Texas Shouldn’t - but JUST DID - Execute a Mexican National
let’s face it, border state have an extra responsibility to work closely with DC, State Dept., and the neighbor at hand. For Texas of course thats Mexico, and Texas just really complicated efforts to get Mexico to extradite criminals to here.
Yesterday, at 9:32 p.m., the state of Texas executed Edgar Arias Tamayo, a 46-year-old Mexican national. Injecting lethal drugs into Mr. Tamayo’s bloodstream was a clear violation of the United States’ international obligations, and yet the state of Texas wasn’t deterred.
What’s going on here? The short answer: a deadly combination of a blood-thirsty state and a stalled Congress.

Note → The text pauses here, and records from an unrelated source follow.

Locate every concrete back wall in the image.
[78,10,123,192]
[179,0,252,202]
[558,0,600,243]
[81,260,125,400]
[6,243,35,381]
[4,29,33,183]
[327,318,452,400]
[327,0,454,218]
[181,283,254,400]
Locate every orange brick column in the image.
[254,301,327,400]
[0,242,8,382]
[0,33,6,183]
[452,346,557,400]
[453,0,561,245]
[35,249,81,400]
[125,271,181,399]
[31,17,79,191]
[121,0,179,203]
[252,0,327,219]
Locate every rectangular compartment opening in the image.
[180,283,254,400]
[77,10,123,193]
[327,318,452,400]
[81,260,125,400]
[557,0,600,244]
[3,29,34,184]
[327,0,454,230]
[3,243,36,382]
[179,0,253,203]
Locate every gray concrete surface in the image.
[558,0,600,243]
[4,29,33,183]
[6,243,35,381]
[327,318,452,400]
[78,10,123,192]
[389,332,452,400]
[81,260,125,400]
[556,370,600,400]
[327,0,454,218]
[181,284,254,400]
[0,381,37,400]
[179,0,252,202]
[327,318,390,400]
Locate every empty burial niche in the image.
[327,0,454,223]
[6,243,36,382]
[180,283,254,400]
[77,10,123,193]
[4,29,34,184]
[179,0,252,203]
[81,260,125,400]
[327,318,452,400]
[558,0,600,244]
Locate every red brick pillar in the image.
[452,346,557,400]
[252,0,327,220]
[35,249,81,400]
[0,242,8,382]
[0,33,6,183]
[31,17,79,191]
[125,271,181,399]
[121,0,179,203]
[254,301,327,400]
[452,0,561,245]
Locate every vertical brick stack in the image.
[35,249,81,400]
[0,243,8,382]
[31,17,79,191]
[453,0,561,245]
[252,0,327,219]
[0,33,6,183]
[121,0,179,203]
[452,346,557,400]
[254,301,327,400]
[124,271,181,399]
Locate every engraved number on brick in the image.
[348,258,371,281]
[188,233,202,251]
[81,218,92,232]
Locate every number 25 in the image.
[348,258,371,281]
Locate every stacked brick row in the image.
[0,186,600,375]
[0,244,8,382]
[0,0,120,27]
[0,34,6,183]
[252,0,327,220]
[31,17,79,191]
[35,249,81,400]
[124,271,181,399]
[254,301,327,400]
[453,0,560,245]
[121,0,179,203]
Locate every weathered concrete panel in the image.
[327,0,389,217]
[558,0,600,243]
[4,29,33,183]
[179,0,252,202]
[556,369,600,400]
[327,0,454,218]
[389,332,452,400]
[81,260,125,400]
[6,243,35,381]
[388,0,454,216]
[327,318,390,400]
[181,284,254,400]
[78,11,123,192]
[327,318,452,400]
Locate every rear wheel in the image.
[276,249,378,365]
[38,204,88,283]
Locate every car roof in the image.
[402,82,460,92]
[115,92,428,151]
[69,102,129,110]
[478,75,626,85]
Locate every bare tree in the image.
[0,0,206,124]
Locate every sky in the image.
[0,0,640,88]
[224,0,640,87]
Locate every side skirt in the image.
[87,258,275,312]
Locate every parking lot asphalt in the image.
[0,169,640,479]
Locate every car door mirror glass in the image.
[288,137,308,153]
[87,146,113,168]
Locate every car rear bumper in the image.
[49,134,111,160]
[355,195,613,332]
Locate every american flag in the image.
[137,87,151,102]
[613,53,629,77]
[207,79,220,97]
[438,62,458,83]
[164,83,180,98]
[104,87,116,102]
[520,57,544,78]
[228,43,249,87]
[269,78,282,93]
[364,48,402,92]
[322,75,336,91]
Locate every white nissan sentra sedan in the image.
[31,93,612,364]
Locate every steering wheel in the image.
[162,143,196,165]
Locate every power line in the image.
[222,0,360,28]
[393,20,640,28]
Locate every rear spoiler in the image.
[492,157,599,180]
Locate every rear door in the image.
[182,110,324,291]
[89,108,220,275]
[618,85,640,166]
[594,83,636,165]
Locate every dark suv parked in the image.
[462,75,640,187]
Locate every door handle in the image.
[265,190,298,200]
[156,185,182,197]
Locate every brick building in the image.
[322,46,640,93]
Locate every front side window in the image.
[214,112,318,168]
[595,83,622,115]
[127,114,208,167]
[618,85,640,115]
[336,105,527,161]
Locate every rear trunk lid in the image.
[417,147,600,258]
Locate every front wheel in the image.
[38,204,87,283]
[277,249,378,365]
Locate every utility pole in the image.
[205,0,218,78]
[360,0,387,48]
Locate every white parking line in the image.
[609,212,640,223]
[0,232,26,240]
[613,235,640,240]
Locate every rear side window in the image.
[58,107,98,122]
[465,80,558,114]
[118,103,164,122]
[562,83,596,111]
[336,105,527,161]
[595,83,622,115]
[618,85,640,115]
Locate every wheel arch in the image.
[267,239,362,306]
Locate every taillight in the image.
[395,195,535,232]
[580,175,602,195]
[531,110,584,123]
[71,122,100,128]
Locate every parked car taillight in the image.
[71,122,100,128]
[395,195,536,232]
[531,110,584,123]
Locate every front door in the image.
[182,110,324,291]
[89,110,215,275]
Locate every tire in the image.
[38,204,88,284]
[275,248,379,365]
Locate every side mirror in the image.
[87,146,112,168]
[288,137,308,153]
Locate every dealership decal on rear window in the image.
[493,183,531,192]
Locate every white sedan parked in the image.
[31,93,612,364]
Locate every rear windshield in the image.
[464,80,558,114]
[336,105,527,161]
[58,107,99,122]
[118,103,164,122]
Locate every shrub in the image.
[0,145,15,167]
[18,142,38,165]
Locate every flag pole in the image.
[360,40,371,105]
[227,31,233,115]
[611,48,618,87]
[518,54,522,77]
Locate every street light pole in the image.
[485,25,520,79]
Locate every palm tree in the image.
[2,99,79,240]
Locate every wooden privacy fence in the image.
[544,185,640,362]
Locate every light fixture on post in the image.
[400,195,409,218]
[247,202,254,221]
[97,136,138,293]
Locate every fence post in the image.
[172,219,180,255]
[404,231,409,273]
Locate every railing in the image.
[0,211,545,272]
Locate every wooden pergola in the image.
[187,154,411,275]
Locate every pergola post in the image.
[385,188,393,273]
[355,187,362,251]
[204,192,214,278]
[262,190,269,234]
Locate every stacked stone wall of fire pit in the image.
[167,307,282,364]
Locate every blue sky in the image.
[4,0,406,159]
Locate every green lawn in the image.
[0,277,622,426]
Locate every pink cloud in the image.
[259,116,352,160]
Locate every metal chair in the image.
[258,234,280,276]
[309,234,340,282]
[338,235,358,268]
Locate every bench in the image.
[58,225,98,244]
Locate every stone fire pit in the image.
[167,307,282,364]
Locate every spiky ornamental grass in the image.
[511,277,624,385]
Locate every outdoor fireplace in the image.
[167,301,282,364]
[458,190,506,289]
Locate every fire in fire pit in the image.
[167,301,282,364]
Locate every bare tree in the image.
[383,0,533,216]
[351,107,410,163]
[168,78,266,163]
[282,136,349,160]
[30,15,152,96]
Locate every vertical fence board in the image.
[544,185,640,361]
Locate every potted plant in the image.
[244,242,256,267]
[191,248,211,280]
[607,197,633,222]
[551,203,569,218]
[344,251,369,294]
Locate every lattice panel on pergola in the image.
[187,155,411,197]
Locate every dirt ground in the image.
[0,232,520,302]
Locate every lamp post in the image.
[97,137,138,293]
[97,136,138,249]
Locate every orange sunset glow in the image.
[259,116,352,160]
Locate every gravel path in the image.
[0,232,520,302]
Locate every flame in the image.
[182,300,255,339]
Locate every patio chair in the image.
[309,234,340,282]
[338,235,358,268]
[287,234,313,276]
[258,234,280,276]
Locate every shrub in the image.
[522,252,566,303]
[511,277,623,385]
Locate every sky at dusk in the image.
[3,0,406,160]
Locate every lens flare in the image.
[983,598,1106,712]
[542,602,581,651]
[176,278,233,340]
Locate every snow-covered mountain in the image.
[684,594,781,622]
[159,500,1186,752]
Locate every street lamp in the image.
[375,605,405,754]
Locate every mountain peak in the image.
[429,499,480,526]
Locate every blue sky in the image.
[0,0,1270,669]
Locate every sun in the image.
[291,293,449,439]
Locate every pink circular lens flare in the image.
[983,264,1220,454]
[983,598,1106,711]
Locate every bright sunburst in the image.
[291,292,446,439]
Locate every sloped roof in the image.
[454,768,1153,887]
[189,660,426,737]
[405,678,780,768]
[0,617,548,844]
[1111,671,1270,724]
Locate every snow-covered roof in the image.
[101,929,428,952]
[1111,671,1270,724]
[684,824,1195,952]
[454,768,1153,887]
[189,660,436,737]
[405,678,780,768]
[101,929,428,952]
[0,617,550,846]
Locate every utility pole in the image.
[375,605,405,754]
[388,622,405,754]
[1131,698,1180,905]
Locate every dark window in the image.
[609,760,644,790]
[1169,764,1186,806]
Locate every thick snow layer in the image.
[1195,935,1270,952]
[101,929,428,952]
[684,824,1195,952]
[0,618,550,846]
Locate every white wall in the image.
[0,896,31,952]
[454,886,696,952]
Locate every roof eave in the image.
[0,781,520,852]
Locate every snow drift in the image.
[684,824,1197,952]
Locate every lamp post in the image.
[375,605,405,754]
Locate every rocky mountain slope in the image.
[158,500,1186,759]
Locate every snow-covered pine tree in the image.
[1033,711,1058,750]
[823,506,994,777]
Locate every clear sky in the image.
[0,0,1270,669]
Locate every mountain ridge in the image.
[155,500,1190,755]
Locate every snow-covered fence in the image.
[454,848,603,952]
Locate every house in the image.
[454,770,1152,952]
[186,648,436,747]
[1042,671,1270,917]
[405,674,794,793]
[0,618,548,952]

Let’s start with the state. Texas’ death penalty system is notorious. Despite well-founded concerns about innocent people ending up on death row, racial bias, inadequate assistance of counsel, and a whole host of other problems, Texas has put 509 people to death in the last three decades. These executions continue despite the fact that six other states have repealed the death penalty in the last six years (and three other states - Delaware, Nebraska, and Colorado - have come close). Texas remains one of the reasons that the U.S. is an outlier among democratic nations, ranking 5th in the world in the number of executions, after China, Iran, Iraq, and Saudi Arabia.